Oh, but this is a Holy War! Really it is! Here, American soldiers, follow me right off this cliff! The waters will part and God will grant you victory, I promise!
Hegseth, of course, wants war; it's significant -- although it was widely ridiculed at the time -- that he changed the name of the department he leads from the Department of Defense to the Department of War. He, and people like him, are happiest when they're thumping their chests and telling everyone what Big Bad Tough Guys they are, and there's nothing like bombing the shit out of a country to prove that to the world.
The only hopeful things I can draw from all of this are that (1) the complaints of religious proselytization are being taken seriously enough that an investigation is being launched, and (2) the Epstein files aren't going anywhere. Yeah, the war in Iran has bumped them from the headlines for the moment, but nobody is forgetting about them.
It's pretty clear Trump doesn't have a religious bone in his body, and never has; as far as Hegseth, he appears to be a devout, if frighteningly fanatical, Christian.

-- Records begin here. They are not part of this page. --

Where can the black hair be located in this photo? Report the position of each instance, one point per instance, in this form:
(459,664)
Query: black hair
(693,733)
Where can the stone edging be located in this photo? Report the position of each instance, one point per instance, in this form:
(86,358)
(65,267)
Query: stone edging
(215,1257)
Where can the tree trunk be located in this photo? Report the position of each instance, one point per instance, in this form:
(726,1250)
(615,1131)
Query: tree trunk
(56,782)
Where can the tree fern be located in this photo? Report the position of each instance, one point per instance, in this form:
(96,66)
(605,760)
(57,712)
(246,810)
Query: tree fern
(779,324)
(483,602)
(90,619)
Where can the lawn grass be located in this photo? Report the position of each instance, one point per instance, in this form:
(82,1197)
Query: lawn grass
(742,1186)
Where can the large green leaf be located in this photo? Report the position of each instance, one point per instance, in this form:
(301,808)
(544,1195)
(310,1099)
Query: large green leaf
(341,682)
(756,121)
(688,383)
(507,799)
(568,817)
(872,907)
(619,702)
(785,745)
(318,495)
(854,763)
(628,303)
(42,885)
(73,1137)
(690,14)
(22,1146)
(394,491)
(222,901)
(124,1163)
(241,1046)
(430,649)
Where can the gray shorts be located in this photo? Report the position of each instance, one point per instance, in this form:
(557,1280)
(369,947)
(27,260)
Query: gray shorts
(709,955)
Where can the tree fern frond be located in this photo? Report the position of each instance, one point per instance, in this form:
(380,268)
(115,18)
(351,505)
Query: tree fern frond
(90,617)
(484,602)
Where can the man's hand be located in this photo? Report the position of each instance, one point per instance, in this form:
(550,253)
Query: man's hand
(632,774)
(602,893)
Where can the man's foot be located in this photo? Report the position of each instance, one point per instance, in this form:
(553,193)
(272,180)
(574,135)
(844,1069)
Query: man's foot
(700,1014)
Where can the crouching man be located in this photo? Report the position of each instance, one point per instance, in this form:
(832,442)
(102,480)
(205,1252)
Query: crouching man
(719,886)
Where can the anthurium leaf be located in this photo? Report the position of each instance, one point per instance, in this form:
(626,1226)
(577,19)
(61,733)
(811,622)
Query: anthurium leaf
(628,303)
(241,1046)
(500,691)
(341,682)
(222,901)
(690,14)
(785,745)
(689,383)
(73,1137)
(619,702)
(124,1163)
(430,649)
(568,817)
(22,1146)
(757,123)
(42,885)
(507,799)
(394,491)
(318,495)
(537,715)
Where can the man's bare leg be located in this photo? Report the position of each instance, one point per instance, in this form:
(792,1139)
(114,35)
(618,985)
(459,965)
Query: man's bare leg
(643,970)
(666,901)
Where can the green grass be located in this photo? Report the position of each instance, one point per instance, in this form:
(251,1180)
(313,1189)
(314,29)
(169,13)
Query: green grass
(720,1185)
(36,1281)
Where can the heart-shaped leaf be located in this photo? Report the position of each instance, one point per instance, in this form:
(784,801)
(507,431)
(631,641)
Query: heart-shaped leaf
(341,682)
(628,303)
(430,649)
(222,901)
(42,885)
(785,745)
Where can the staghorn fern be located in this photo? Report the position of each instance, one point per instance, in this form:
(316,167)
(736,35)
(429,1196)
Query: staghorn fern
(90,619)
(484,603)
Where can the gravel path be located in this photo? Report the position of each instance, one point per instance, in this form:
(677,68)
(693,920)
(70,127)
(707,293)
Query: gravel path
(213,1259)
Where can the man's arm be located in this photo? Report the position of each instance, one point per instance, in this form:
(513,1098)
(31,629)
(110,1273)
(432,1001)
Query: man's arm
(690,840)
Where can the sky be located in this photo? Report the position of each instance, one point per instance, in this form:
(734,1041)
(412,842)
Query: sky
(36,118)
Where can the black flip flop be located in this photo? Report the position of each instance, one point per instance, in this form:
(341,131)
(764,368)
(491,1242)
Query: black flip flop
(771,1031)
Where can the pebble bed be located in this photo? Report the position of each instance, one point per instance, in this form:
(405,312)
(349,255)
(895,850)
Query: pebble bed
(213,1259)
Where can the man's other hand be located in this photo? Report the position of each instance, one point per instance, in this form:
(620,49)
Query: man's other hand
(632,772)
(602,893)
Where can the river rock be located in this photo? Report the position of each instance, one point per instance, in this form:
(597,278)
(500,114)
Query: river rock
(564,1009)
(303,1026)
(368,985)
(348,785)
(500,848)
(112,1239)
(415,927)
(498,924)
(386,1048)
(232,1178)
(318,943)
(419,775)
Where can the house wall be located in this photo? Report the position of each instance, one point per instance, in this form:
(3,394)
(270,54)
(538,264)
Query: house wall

Ultimately, of course, it doesn't matter, just as it didn't for Moses of Crete and his unfortunate followers. Walking off the edge of a precipice, whether a real one or a metaphorical one, isn't going to result in some kind of miracle; it'll end up producing a pile of mangled bodies.
Not that Trump appears to care. "There'll likely be more [casualties] before it ends," he said at a press conference a couple of days ago. "That's the way it is. Likely be more."
The whole thing reminds me of the trenchant words of Susan B. Anthony: "I distrust those people who know so well what God wants them to do, because I notice it always coincides with their own desires."